When you're a long-term substitute teacher who has to replace some outgoing mommy-to-be, it's inevitable that some of the students will resent the disruption of their happy routine. I had one such student this past winter, and she did her level best to make my life heck. Didn't work, because she isn't family. Only my family can make my life heck. Read on.
It's been about two months since the long-term job ended, and I've been doing some other things for awhile. But I've returned to the Vo-Tech, and today I had that student who hated me. I hadn't seen her since March.
I've got a bum hip. This morning during class I had to get up from a chair and walk across the room. Observing my gait, the student in question murmured, "Weebles wobble, but they don't fall down."
She was almost wrong, because I could have fallen on the floor laughing. This kid is way too young to remember Weebles. I have no idea where she got the illusion, but it fit perfectly.
EXHIBIT A: WEEBLES
Then I made my GREAT BIG MISTAKE.
I came home from work, and over dinner I told my daughters, The Heir and The Spare, about "Weebles wobble." They've been singing the ditty ever since, and it's clear they plan to put it in their permanent repertoire.
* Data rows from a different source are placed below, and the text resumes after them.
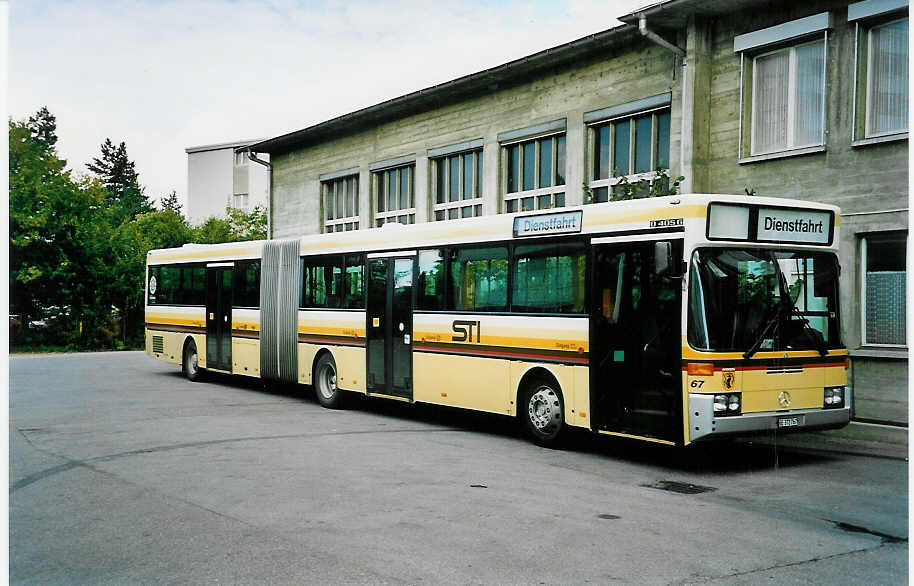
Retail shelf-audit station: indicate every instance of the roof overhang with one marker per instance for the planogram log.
(674, 14)
(222, 145)
(452, 91)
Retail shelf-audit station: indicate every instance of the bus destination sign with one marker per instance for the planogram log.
(786, 225)
(547, 224)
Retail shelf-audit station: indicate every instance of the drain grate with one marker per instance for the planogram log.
(680, 487)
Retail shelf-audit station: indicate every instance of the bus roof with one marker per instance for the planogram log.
(602, 218)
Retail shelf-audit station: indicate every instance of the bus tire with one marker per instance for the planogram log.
(189, 365)
(542, 411)
(325, 377)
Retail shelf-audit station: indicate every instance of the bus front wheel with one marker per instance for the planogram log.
(328, 394)
(189, 365)
(542, 412)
The Heir is old enough to remember Weebles, and she quickly clued The Spare in to what they're all about. The Spare, a quick study, ran with the Weeble epithet all evening and clearly has plans to rinse and repeat.
By the time I get wise to my shortcomings, I won't be a Weeble, I'll be a Feeble.
Did I discipline or write up the student who called me a Weeble? Are you kidding? We at "The Gods Are Bored" worship wit! The kid got extra credit on the day.